New World is easily the most densely packed MMO I’ve played, with nearly every inch of screen filled with flora, fauna, terrain, mobs, and buildings (with Ultra settings turned on). Not only that, but the art direction feels heads above that of competing MMOs, with detailed textures and a clear, consistent medieval theme threaded through all of it.
Next is the sound. Again Amazon sets a new industry-leading standard for MMOs, whether it’s the slow creaking of a chopped tree falling in the distance or the eerily accurate “crack” you hear ricocheting off the mountains as you mine a boulder in the valley. In combat, every heavy hit makes a chunky, impactful sound, while heals from a life staff are layered with an ethereal and wispy quality. Every sound fills the world with another immersion layer, and when combined with the top-notch graphics, it’s easy to spend hours just taking in the wilderness’ sights and sounds.
Of course, you won’t be able to walk for long before you run into an enemy, and it’s here that New World shines at its brightest—the combat.
Combat Keeps It Current
Ripped straight out of games like Dark Souls, New World’s combat is the title’s saving grace. At a certain point, you stop minding that it’s the 300th time you’ve killed a slightly different variation of the same zombie, because every combat encounter feels fresh, as long as you’re leveling up different weapons along the way.
Rather than sticking to the tried, traditional, and tired “tab targeting” combat that popular MMOs, such as Final Fantasy XIV and World of Warcraft, are known for, Amazon Games instead went for action-oriented engagement. You’re given two weapon slots, and 13 weapons. These range from grounded weapons like a great axe to more fantastical options like ice gauntlets and fire staffs.
Instead of assigning abilities to your 1-10 keys, and ultimately just pressing them in a different order depending on your class (looking at you, Final Fantasy), every New World weapon carries its own combat style. This creates a need for specialization, as the combat is so deep that just mastering one (both in player-skill and in-game skill points), could take hundreds of hours per weapon.
New World’s replay factor wears out fast in its mob variety, questing depth, dungeon crawling, and raiding, but all of these tasks are made new again every time you switch your weapon discipline. Combat is the primary magic ingredient that Amazon built into New World’s foundation, and its versatility makes for constantly engaging gameplay whether you’re dodging moves from a scripted AI, or going toe-to-toe with other people in PvP.
Amazon Lets the Players Make the Game
Speaking of PvP, here’s a well-known secret of game development: If you don’t have money to create your own content, let the players do it for you. This can be something as simple as opening up your game to the modding scene (Valheim is a recent success in this regard), or in a more genre-specific example, creating an MMO from scratch as a PvP-first experience (Crowfall comes to mind).
What Amazon hopes will keep players busy up to, and past, level 60 doesn’t come down to its PvE dungeons—there will be a total of six at launch—or its raids. In New World, every bit of the map is up for grabs, warred over by three independent factions: the Marauders, the Covenant, and the Syndicate.

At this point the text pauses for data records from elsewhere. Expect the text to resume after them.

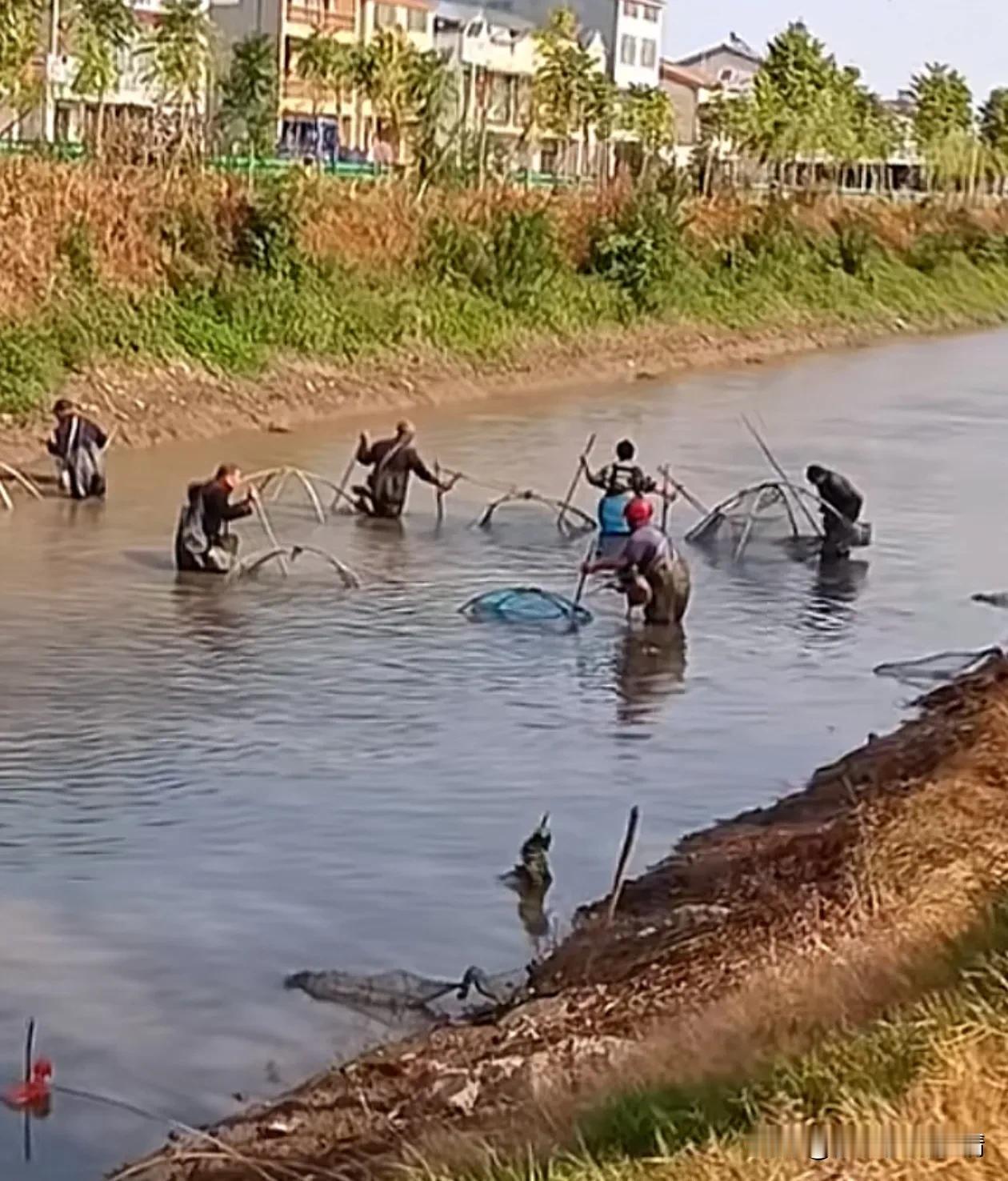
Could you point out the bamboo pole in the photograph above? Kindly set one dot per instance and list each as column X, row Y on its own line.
column 780, row 473
column 267, row 528
column 582, row 463
column 621, row 865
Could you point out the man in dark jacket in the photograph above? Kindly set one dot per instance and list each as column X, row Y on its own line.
column 392, row 462
column 78, row 446
column 203, row 542
column 842, row 504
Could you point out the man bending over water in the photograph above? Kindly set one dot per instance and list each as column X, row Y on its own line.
column 78, row 446
column 392, row 462
column 203, row 541
column 650, row 574
column 841, row 495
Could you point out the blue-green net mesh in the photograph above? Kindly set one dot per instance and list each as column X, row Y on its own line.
column 524, row 605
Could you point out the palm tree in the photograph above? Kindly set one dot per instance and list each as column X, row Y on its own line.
column 180, row 57
column 562, row 84
column 650, row 116
column 20, row 84
column 250, row 94
column 99, row 32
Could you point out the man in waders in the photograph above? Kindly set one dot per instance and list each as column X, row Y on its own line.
column 620, row 482
column 650, row 574
column 78, row 446
column 203, row 542
column 392, row 462
column 844, row 502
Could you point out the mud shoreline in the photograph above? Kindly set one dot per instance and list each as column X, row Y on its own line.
column 150, row 406
column 730, row 905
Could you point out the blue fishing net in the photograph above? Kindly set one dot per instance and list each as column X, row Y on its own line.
column 524, row 605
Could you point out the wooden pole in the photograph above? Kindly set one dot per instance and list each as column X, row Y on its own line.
column 439, row 495
column 267, row 528
column 780, row 473
column 342, row 490
column 621, row 865
column 665, row 502
column 582, row 459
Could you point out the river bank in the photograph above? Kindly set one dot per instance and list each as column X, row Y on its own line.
column 182, row 308
column 754, row 943
column 150, row 406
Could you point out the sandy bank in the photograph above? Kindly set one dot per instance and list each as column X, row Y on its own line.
column 183, row 402
column 754, row 935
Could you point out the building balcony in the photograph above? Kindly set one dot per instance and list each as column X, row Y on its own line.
column 337, row 15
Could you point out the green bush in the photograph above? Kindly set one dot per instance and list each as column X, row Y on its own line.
column 641, row 250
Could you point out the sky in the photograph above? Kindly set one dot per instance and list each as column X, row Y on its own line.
column 888, row 39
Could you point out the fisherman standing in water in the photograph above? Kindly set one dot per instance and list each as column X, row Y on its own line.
column 620, row 482
column 203, row 542
column 78, row 446
column 392, row 462
column 844, row 502
column 650, row 574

During your early questing, you’re given the option to join one of these three companies (New World’s version of guilds), and various land clusters and cities are divided into territories that are fought over by the factions during predetermined war events a few times per week. These are 50-versus-50, all-out PvP battles, waged by two companies randomly chosen in a lottery before each event. The winning side takes the territory.
Owning territory is important, because it gives companies the privilege of electing local governors to controlled towns. Those governors determine everything from the local trading tax rate to the projects that receive the most crafting resources. By controlling territory, companies give their faction members faster routes to leveling up their characters and crafting skills in those regions, while keeping other factions at a disadvantage.
This interplay of economics and territory will likely lead to interesting long-term server dynamics, akin to the hierarchies seen in EVE Online. I predict that New World’s lasting value won’t be its post-level-60 raiding or PvE content, but rather how the PvP plays out among the three factions on each server, and the endless war for full-map dominance.
Of course, PvP is a decisive issue, but rather than segmenting its population into two server groups as many MMOs do (“PvE servers” and “PvP servers”), Amazon lets players simply turn a PvP flag “on” or “off” whenever they’re in a settlement. Feel like spending a chillout day, just harvesting materials and crafting? Roam the world without a care, as long as the flag is down. And if you feel like fighting off hordes of players for the chance to hunt down some turkey meat, that’s your prerogative too; simply raise the PvP flag before you leave, and your next player-controlled enemy could be waiting around every corner.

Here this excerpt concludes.